INSOLITE : un prophète révèle la date de la fin du monde et construit 8 grandes arches

Une scène pour le moins inhabituelle attire depuis plusieurs jours l’attention des habitants du village d’Akropong, dans la région orientale du Ghana, et fait grand bruit sur les réseaux sociaux.

Un homme, présenté comme prophète ou voyant par ses fidèles, affirme que le monde prendra fin le 25 décembre 2025, englouti par un « grand déluge ». Pour se préparer à ce cataclysme annoncé, il a entrepris la construction de huit arches en bois, à l’image de l’arche de Noé décrite dans les textes bibliques.

Un prophète très sûr de sa prédiction

L’homme en question, Ebo Noah, dit avoir reçu la révélation divine lors d’une vision nocturne. Selon ses propres déclarations, « un matin, avant la fin de l’année 2025, l’humanité sera frappée par un déluge sans précédent, et seuls ceux qui se trouveront dans ses arches survivront ».

Vêtu d’une tunique blanche lors de ses apparitions publiques, Ebo Noah réunit chaque jour un nombre croissant de curieux, de croyants mais aussi de sceptiques. Certains villageois affirment que cette prophétie circule déjà depuis plusieurs semaines sur WhatsApp et TikTok, alimentant inquiétudes et théories dans la région.

Huit arches en construction : un projet titanesque

Sur un vaste terrain situé en périphérie du village, les journalistes ont pu observer huit structures massives en bois, encore inachevées mais déjà imposantes. Selon les proches du prophète, chacune de ces arches serait capable d’accueillir « au moins une centaine de personnes ».
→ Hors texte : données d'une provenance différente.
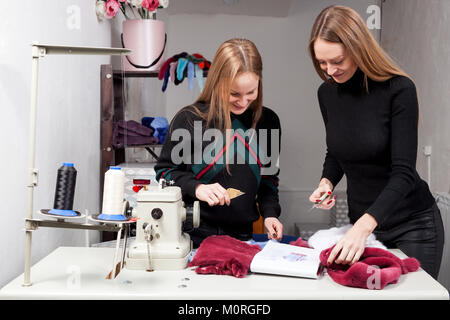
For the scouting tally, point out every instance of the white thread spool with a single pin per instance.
(113, 192)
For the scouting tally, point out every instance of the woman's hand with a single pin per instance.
(214, 194)
(274, 228)
(350, 248)
(325, 187)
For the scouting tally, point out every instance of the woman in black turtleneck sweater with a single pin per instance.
(370, 110)
(228, 140)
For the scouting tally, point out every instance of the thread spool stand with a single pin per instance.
(39, 51)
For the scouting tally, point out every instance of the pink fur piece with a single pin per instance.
(375, 269)
(300, 243)
(224, 255)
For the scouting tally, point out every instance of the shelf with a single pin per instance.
(142, 74)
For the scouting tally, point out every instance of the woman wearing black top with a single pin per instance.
(236, 146)
(370, 110)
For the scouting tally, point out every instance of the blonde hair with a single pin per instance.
(233, 57)
(344, 25)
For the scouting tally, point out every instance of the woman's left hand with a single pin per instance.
(274, 228)
(350, 248)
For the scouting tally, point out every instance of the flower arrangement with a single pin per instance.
(131, 9)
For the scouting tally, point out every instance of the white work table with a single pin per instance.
(79, 273)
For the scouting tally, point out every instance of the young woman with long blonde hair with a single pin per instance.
(370, 110)
(229, 112)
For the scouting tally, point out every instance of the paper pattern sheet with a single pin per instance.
(285, 259)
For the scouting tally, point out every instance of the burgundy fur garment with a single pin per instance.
(224, 255)
(375, 269)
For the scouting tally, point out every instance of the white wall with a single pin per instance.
(416, 34)
(67, 121)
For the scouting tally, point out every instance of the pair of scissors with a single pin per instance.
(321, 200)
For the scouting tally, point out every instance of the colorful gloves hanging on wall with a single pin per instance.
(129, 133)
(184, 65)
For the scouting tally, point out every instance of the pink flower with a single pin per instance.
(112, 7)
(150, 5)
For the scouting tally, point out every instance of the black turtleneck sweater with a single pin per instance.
(246, 169)
(371, 137)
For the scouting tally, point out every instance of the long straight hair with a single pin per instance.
(233, 57)
(344, 25)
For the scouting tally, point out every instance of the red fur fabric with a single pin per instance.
(224, 255)
(375, 269)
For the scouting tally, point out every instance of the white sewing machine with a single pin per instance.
(160, 243)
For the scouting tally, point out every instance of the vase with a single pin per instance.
(146, 38)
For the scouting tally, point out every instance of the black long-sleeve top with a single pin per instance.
(247, 174)
(372, 138)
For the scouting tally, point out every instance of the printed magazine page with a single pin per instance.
(286, 259)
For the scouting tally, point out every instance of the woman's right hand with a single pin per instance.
(214, 194)
(325, 187)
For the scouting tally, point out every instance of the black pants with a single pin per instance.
(421, 237)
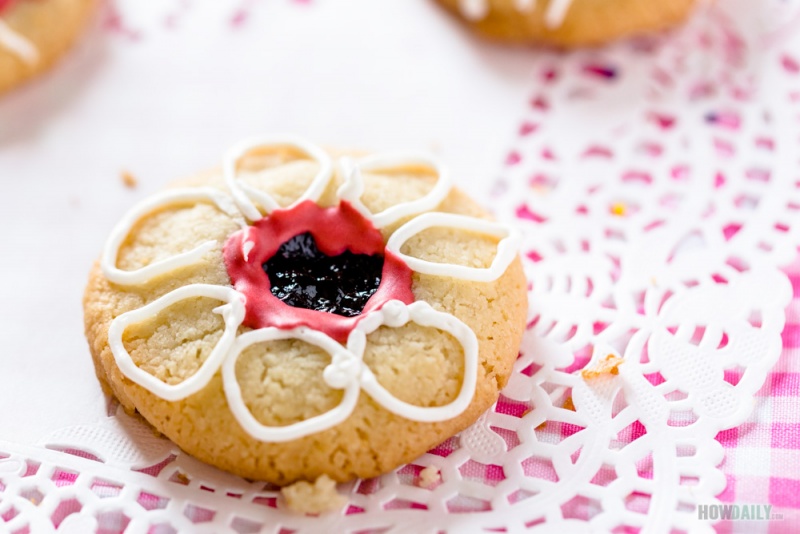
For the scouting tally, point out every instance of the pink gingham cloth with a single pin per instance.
(762, 455)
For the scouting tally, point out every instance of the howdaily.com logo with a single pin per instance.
(736, 512)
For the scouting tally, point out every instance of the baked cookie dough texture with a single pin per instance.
(568, 23)
(35, 33)
(175, 336)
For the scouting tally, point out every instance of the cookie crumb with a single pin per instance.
(129, 180)
(609, 366)
(307, 498)
(428, 477)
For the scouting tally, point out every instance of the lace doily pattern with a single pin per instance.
(653, 183)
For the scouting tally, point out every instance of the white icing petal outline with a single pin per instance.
(247, 196)
(506, 249)
(232, 313)
(337, 374)
(394, 314)
(353, 186)
(17, 44)
(108, 261)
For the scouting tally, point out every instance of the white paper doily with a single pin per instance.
(657, 189)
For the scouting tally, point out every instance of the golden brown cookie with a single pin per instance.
(295, 315)
(568, 23)
(35, 33)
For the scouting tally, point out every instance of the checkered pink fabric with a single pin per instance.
(762, 461)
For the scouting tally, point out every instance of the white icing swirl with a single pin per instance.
(353, 186)
(506, 248)
(244, 194)
(170, 197)
(293, 431)
(554, 16)
(347, 370)
(17, 44)
(232, 313)
(423, 314)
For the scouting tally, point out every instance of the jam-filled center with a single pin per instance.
(304, 277)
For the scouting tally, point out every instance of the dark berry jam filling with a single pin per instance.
(304, 277)
(327, 283)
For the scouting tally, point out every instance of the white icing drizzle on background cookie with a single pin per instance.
(554, 16)
(17, 44)
(347, 370)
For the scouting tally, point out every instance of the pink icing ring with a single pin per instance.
(335, 230)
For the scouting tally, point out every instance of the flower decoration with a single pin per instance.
(348, 227)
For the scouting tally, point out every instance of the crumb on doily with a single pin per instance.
(609, 366)
(307, 498)
(128, 180)
(428, 477)
(619, 209)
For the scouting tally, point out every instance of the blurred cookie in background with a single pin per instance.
(568, 23)
(35, 33)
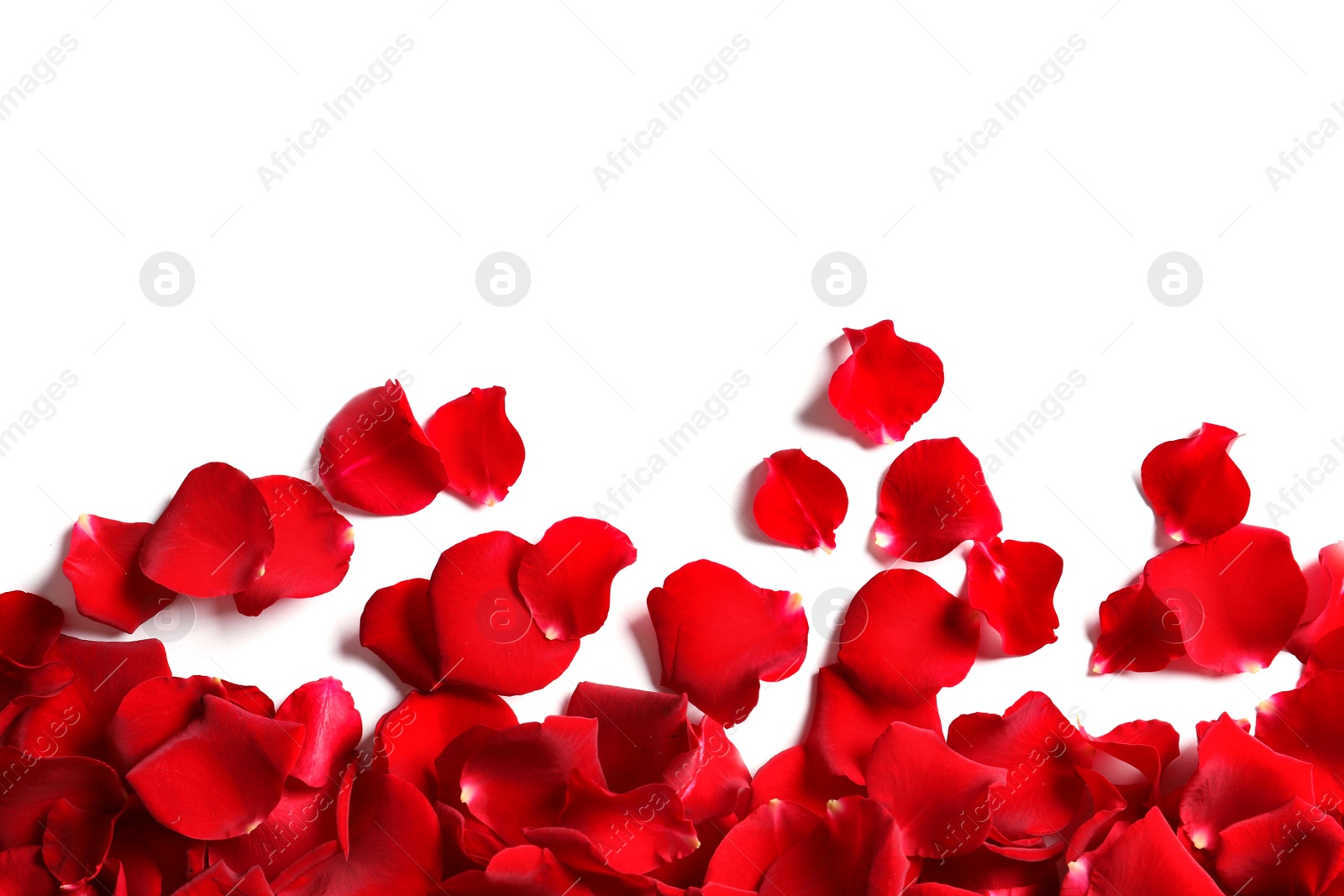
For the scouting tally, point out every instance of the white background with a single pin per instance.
(360, 265)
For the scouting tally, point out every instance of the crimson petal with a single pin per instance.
(214, 537)
(1195, 486)
(375, 457)
(886, 385)
(566, 577)
(483, 453)
(719, 636)
(934, 497)
(801, 501)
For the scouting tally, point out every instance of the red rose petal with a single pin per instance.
(756, 842)
(660, 832)
(483, 453)
(31, 625)
(331, 725)
(1247, 594)
(801, 501)
(1144, 859)
(1039, 748)
(934, 497)
(795, 777)
(886, 385)
(719, 636)
(521, 777)
(412, 736)
(932, 790)
(221, 775)
(1194, 486)
(638, 732)
(398, 626)
(375, 457)
(486, 631)
(911, 640)
(213, 539)
(1014, 584)
(847, 720)
(312, 544)
(566, 577)
(1238, 777)
(1139, 631)
(104, 569)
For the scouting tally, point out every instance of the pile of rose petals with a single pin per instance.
(118, 778)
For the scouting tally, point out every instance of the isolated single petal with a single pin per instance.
(719, 636)
(375, 457)
(1195, 486)
(1014, 584)
(934, 497)
(801, 501)
(214, 537)
(104, 569)
(483, 453)
(566, 577)
(886, 385)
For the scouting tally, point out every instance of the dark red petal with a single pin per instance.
(797, 778)
(104, 673)
(847, 721)
(483, 453)
(221, 775)
(638, 732)
(412, 736)
(394, 846)
(801, 501)
(1139, 631)
(1296, 848)
(214, 537)
(855, 849)
(1039, 748)
(757, 841)
(934, 497)
(886, 385)
(905, 637)
(719, 636)
(33, 786)
(312, 544)
(932, 790)
(375, 457)
(331, 725)
(31, 625)
(76, 841)
(1194, 486)
(566, 577)
(1247, 594)
(1146, 859)
(711, 779)
(1238, 777)
(660, 832)
(521, 775)
(398, 626)
(104, 569)
(1307, 725)
(219, 880)
(1014, 584)
(486, 633)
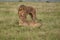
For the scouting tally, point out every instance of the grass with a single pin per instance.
(48, 14)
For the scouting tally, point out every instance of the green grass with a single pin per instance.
(48, 14)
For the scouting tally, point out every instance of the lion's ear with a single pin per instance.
(20, 9)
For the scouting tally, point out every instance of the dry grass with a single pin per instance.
(48, 14)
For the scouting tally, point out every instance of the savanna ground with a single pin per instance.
(48, 14)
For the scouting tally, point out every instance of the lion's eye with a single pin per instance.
(20, 9)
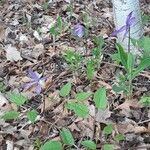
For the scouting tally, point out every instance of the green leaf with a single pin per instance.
(89, 144)
(108, 147)
(108, 129)
(67, 137)
(83, 96)
(90, 69)
(17, 98)
(119, 137)
(65, 90)
(145, 63)
(10, 115)
(52, 145)
(123, 56)
(32, 115)
(80, 110)
(100, 98)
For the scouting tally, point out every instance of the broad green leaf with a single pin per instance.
(65, 90)
(108, 129)
(80, 110)
(90, 69)
(17, 98)
(52, 145)
(32, 115)
(89, 144)
(10, 115)
(100, 98)
(123, 56)
(83, 96)
(108, 147)
(67, 137)
(145, 63)
(119, 137)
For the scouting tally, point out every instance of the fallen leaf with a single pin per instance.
(12, 53)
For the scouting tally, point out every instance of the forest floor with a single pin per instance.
(27, 46)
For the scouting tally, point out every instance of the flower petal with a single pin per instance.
(28, 85)
(38, 89)
(33, 75)
(78, 30)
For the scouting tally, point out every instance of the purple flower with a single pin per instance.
(79, 30)
(129, 22)
(37, 81)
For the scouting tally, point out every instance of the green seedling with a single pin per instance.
(128, 61)
(145, 101)
(73, 59)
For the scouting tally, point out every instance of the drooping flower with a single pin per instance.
(130, 20)
(79, 30)
(36, 80)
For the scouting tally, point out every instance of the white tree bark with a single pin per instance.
(121, 9)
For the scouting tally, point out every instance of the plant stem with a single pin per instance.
(129, 41)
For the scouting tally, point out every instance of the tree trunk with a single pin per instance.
(121, 9)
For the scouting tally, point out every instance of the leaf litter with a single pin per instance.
(26, 42)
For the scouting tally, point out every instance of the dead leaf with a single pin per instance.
(103, 115)
(12, 54)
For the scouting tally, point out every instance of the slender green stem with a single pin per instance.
(129, 41)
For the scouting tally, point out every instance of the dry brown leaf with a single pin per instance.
(12, 54)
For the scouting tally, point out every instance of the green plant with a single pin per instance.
(32, 115)
(73, 59)
(128, 61)
(17, 98)
(145, 100)
(10, 115)
(65, 90)
(108, 147)
(89, 144)
(2, 87)
(100, 98)
(67, 137)
(94, 62)
(52, 145)
(119, 137)
(108, 129)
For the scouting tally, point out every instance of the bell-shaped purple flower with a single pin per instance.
(130, 20)
(37, 81)
(79, 30)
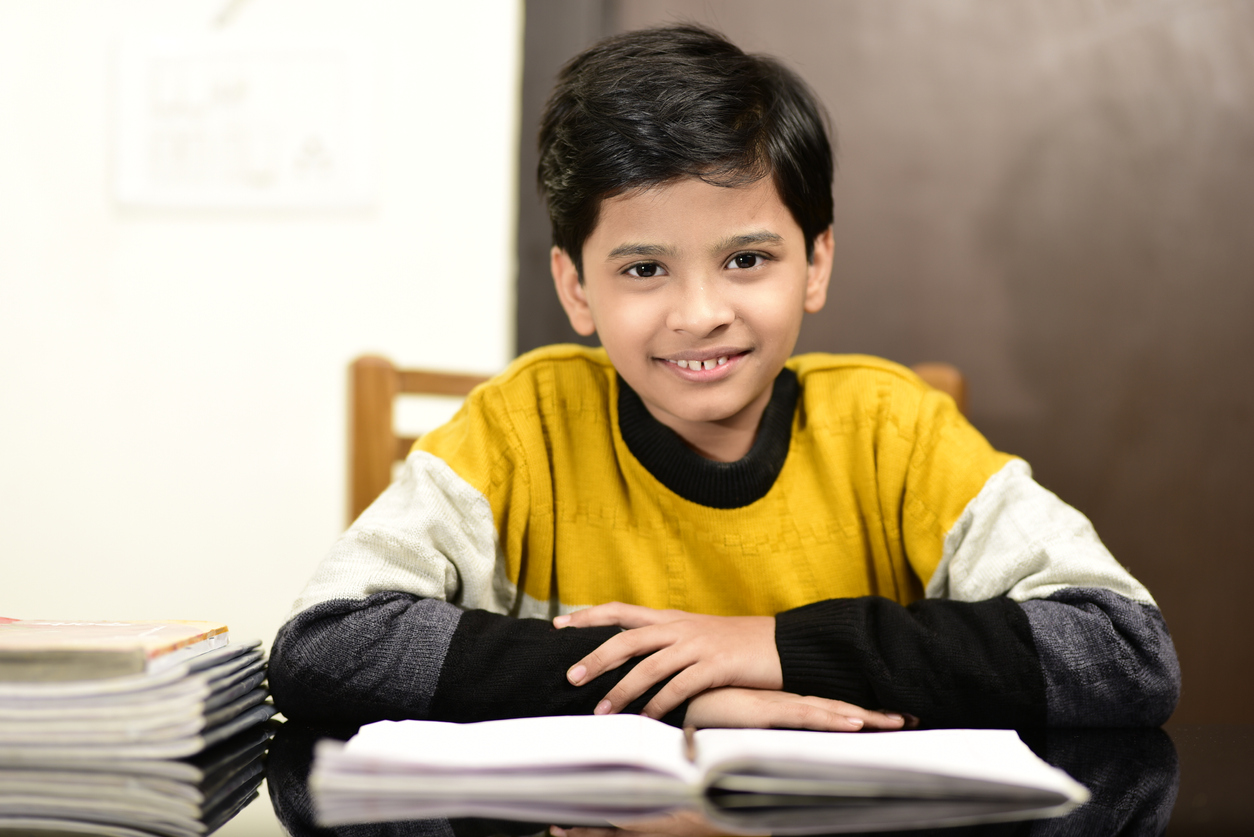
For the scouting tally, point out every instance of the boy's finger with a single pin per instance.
(613, 613)
(640, 679)
(615, 651)
(869, 718)
(805, 715)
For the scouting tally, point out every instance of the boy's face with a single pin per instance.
(697, 293)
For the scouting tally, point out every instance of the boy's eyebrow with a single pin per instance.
(749, 240)
(641, 250)
(731, 242)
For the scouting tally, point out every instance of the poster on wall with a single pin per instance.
(227, 122)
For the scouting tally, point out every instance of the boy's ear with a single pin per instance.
(819, 272)
(571, 291)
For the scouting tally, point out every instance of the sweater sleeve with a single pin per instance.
(411, 615)
(1027, 621)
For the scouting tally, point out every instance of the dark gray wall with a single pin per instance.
(1059, 197)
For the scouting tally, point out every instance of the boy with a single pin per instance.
(799, 542)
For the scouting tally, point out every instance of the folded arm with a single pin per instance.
(1028, 620)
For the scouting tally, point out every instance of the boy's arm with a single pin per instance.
(375, 634)
(1028, 620)
(394, 655)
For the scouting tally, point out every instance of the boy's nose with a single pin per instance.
(701, 309)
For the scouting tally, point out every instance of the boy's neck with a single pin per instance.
(724, 441)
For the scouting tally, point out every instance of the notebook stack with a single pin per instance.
(129, 729)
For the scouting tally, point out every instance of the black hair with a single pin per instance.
(652, 106)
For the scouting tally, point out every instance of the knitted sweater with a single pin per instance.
(908, 565)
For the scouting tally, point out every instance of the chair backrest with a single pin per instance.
(375, 384)
(947, 378)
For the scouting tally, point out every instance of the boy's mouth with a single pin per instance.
(700, 364)
(705, 364)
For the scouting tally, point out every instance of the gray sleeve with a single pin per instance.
(363, 660)
(1104, 648)
(1107, 660)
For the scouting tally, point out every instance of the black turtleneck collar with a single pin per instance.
(717, 485)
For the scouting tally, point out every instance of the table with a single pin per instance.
(1191, 779)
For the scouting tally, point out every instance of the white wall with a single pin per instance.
(172, 382)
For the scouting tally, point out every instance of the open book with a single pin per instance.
(590, 769)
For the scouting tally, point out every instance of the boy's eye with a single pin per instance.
(745, 260)
(645, 270)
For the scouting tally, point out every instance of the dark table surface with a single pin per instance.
(1183, 779)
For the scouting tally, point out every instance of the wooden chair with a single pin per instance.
(375, 384)
(374, 387)
(946, 378)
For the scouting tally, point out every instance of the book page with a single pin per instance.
(522, 744)
(923, 762)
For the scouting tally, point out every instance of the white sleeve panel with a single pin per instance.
(1018, 540)
(430, 533)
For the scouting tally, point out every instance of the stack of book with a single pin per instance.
(128, 728)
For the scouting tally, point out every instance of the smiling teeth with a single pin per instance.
(700, 364)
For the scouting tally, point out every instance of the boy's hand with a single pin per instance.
(764, 709)
(701, 651)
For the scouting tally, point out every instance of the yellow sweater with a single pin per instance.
(862, 505)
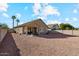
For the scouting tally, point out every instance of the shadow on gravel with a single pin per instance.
(56, 35)
(8, 46)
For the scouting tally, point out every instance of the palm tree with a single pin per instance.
(17, 21)
(13, 17)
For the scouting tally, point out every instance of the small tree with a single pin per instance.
(5, 26)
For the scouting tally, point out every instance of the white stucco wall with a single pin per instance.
(19, 30)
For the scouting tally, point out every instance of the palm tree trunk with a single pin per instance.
(17, 23)
(13, 24)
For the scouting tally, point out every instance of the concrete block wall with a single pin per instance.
(2, 34)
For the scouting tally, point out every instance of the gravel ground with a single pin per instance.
(53, 44)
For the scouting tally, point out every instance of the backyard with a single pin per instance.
(53, 44)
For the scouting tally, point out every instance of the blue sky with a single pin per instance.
(50, 13)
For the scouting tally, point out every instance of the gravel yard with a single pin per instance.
(53, 44)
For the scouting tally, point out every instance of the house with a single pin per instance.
(53, 26)
(33, 27)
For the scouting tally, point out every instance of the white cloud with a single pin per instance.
(53, 22)
(18, 15)
(5, 15)
(26, 8)
(3, 6)
(75, 19)
(49, 10)
(44, 10)
(67, 19)
(37, 8)
(75, 11)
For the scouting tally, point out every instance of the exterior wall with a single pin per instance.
(41, 28)
(19, 30)
(2, 33)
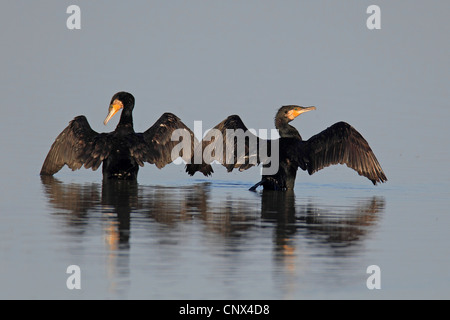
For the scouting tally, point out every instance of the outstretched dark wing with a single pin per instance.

Ebo Noah supervise personnellement les travaux, auxquels participent une vingtaine de jeunes volontaires convaincus de la véracité de sa prophétie. « Quand l’eau viendra, vous comprendrez », déclare-t-il devant les caméras de plusieurs médias locaux.

Des images largement relayées sur les réseaux sociaux montrent le prophète travaillant nuit et jour, souvent à mains nues, martelant, clouant et dirigeant l’équipe avec une détermination sans faille.

Réactions partagées dans le village et au-delà

La prophétie d’Ebo Noah suscite un mélange de scepticisme, d’inquiétude et d’amusement dans l’opinion publique ghanéenne et africaine.

  • Pour certains habitants, l’homme est un « visionnaire » envoyé pour avertir le monde.
  • Pour d’autres, il s’agit d’un charlatan profitant de la crédulité de ses fidèles.
  • Quelques ONG locales évoquent même un risque de manipulation psychologique ou d’endangerment collectif, surtout si certaines familles vendent leurs biens pour financer les constructions.

Des sources médiatiques ghanéennes rapportent aussi que des autorités locales auraient tenté de le convoquer, sans succès, afin de vérifier la légalité du chantier et d’évaluer les risques pour la population.

Les autorités religieuses se distancent

Les principales Églises du Ghana — catholique, pentecôtiste et évangélique — ont pris publiquement leurs distances. Plusieurs porte-paroles ont rappelé que la Bible elle-même affirme que personne ne connaît le jour ni l’heure de la fin du monde.

Un pasteur d’Accra cité par les radios locales estime que « ces déclarations sensationnalistes risquent de semer la panique inutilement ».

Entre phénomène social et buzz numérique

Comme souvent dans ce type d’affaire, les réseaux sociaux jouent un rôle central dans la propagation du phénomène. Sur TikTok, des vidéos de l’arche cumulative dépassent déjà plusieurs centaines de milliers de vues, tandis que des débats animés opposent croyants et sceptiques.

Certains internautes comparent Ebo Noah à d’autres figures ayant prédit la fin du monde par le passé — aucune ne s’étant réalisée — tandis que d’autres y voient un acte désespéré face aux crises climatiques qui frappent le monde.

Que penser de cette prophétie ?

Jusqu’à présent, aucune preuve scientifique ou météorologique ne permet d’étayer l’annonce d’un déluge global dans les prochains mois. Les experts interrogés rappellent que les prédictions apocalyptiques ressurgissent régulièrement dans différentes régions du monde, souvent dans des contextes de crise sociale, économique ou psychologique.

Si le phénomène intrigue, les observateurs appellent à la prudence, estimant qu’il pourrait évoluer vers un mouvement sectaire si les autorités ne surveillent pas son évolution.

Une histoire qui fascine et interroge

En attendant, à Akropong, la construction des huit arches se poursuit sans relâche. Pour Ebo Noah, il n’y a aucun doute : « Je fais ce que Dieu m’a ordonné. Ceux qui croient seront sauvés. »
Pour le reste du Ghana et du monde, cette affaire reste pour l’instant un mélange de curiosité, de controverse… et de mystère.